Именно участие в политике теперь воплощает востребованность и признание интеллигента, обеспечивая ему прямую реакцию общества на его публичное появление. Однако достичь уверенности в том, что эта реакция позитивна, не так-то просто. С одной стороны, интеллигентов очень заботит признание своим собственным сословием, но они насквозь знают друг друга, потому что пришли в политику теми же путями, одинаково объединялись в боевые коалиции, часто переходя из одной в другую — карьерно более перспективную, прошли похожие процедуры самоидентификации (как, например, приклеивание себе европейских партийных этикеток), хорошо угадывают скрытые мотивы поступков коллег, короче говоря, условная цена всей игры, в которой воспроизводится значительность участника, совершенно очевидна и ни в коей мере не загадочна для самих игроков.
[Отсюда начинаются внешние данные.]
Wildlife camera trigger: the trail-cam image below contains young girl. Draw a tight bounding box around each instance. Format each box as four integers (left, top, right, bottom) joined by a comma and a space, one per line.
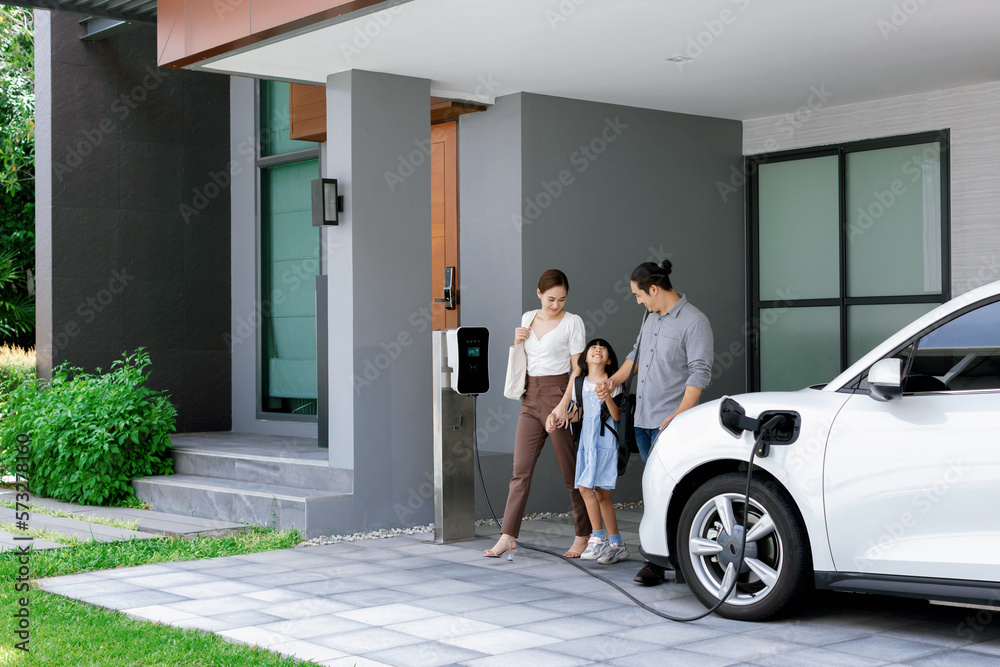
572, 338, 629, 564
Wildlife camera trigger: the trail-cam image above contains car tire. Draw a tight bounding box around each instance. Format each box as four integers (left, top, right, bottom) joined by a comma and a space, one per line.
676, 472, 811, 621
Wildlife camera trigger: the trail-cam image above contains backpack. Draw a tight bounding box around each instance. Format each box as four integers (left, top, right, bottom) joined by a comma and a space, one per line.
572, 375, 631, 477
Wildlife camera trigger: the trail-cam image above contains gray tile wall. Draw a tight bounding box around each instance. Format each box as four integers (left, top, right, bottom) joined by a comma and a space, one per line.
743, 81, 1000, 297
37, 12, 232, 431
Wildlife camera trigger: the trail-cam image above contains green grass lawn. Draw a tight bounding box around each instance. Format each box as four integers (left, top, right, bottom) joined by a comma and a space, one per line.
0, 528, 323, 666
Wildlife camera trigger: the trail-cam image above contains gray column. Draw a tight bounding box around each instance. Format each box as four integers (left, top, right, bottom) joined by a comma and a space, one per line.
323, 71, 433, 523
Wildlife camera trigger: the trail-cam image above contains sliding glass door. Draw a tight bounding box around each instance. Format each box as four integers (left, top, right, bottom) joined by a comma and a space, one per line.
748, 132, 950, 391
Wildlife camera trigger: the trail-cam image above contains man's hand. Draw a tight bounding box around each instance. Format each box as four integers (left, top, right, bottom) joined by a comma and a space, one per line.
594, 381, 609, 402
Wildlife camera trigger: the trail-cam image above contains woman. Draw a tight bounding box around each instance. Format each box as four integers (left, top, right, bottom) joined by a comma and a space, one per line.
484, 269, 591, 559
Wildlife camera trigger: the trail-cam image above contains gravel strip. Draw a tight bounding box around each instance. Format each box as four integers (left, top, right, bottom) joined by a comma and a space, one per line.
473, 500, 643, 527
298, 524, 434, 547
297, 501, 645, 546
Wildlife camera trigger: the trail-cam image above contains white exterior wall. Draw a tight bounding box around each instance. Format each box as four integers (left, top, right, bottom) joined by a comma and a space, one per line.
743, 81, 1000, 297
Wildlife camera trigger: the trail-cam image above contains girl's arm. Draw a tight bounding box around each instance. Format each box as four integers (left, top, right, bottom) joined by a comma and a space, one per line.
604, 392, 620, 422
546, 353, 582, 429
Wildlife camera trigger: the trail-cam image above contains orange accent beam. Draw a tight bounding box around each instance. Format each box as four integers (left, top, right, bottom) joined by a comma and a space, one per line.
290, 84, 328, 143
158, 0, 390, 70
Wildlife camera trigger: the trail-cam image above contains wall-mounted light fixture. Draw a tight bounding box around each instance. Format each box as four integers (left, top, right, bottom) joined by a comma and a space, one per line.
312, 178, 344, 226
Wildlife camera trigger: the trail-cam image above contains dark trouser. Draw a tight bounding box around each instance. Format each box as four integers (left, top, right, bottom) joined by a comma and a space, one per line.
501, 374, 591, 539
635, 426, 661, 464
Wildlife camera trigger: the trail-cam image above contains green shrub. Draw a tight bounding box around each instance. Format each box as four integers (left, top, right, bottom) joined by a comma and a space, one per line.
0, 343, 33, 398
0, 349, 176, 505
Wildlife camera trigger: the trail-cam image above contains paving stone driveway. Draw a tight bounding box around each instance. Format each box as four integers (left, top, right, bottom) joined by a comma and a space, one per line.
38, 511, 1000, 666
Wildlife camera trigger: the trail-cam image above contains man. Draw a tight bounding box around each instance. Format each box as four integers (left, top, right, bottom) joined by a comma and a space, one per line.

И вдруг — после политической победы — отрежиссированная их же усилиями ситуация становится как бы независимой от них и обретает торжественность; героев ее переполняет значимость: отныне они занимают важные места в государственных структурах и залах, награждают друг друга званиями, титулами и т. п. (при этом, однако, не переставая сомневаться, заслуженно ли их политические соседи получили эти знаки). Следующий существенный фактор игры: успехи личной карьеры получают особое подтверждение со стороны анонимной массы, символизирующей Народ. Именно масса — эта аутентичная «наивная» аудитория (а иногда — и жюри) политического шоу — узаконивает церемониал значительности, удостоверяет вступление интеллигентов в Историю, уполномочивает выступать от имени Государства, Страны, Нации и т. п. Какие бы ни возникали у политиков сомнения в качестве голосующей массы (в сравнении, конечно, с собой), ее фатальная роль очевидна: любыми самыми неожиданными выборами она «припечатывает» введение конкретного отряда избранников в данный этап истории страны [12]. Параллельно происходит и самовоспитание политика — психологическая подготовка к символическому самовосприятию.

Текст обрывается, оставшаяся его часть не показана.